Poco después sufrió un ictus —el primero de una serie, según su mujer— que lo incapacitó para la actividad esperantista hasta el final de sus días.
Murió el 19 de septiembre de 2023. El funeral se hizo en el Tanatorio de Campanar y la incineración en el Cementerio de Valencia, con muchos esperantistas valencianos.

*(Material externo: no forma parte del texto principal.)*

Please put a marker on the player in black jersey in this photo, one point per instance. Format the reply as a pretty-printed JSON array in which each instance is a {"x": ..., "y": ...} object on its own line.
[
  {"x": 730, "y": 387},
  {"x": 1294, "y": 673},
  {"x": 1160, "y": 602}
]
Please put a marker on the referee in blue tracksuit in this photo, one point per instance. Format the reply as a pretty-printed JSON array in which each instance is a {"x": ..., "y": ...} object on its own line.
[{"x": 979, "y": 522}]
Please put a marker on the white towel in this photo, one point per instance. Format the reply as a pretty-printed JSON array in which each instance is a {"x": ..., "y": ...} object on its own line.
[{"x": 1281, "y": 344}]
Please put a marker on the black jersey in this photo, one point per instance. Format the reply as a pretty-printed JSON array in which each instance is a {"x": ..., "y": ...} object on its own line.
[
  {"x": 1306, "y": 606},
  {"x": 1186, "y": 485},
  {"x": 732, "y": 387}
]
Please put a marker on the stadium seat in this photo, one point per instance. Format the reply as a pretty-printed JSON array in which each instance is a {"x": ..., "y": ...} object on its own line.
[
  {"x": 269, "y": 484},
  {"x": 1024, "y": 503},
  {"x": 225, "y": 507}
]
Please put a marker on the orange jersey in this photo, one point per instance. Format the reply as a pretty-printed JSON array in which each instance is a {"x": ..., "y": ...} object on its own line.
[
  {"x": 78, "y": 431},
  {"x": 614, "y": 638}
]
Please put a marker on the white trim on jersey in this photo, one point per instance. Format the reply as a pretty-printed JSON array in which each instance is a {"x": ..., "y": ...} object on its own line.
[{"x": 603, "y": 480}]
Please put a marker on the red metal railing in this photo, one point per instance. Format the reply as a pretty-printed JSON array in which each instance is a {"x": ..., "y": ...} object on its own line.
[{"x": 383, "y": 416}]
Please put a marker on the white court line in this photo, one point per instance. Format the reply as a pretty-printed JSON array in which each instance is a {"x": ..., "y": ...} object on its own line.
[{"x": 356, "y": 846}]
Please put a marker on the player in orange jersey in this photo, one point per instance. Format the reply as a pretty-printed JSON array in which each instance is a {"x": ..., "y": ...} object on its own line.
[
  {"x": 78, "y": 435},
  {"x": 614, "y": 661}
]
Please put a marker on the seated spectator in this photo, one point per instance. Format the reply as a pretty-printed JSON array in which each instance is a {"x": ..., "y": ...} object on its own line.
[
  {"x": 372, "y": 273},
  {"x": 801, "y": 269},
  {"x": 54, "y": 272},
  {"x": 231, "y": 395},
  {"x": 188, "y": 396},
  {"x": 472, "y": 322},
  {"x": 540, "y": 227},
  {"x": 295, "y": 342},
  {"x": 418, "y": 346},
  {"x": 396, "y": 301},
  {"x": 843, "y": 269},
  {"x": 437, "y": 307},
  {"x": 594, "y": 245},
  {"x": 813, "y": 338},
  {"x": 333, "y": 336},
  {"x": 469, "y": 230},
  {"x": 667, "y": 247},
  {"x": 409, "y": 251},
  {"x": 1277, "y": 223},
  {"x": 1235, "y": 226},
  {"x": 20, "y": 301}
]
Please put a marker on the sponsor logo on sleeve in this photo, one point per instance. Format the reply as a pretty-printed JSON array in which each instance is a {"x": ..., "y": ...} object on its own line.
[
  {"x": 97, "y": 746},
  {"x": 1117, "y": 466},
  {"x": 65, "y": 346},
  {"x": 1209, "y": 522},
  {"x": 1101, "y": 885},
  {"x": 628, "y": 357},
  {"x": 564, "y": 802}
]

→ La despedida que le escribió el grupo: Aŭgusto Casquero de la Cruz, adiós a un esperantista incomparable.
→ Una ficha biográfica breve, junto con la del resto de esperantistas valencianos, en la página de biografías.
Fuentes: la entrevista «Intervjuo kun Augusto Casquero de la Cruz — Esperanta (fluganta) instruisto», El Popola Ĉinio, 10 de agosto de 2011, donde él habla de sí mismo; su propia reseña biográfica en el Boletín de HEF núm. 385 (octubre-diciembre de 2008); La Ondo de Esperanto núm. 267 (enero de 2017), p. 31, para la medalla vietnamita; la necrológica publicada por este grupo; «Biały znaczy bogaty i zna angielski», Nowości, Toruń, 28 de febrero de 2008; testimonios de Alicia Ballester Torregrosa (agosto y septiembre de 2026); Bulteno de HEF núm. 420 (octubre-diciembre de 2017), para la fiesta de Zamenhof de 2017; testimonio de Raúl Salinas Monteagudo (septiembre de 2026) para el ictus.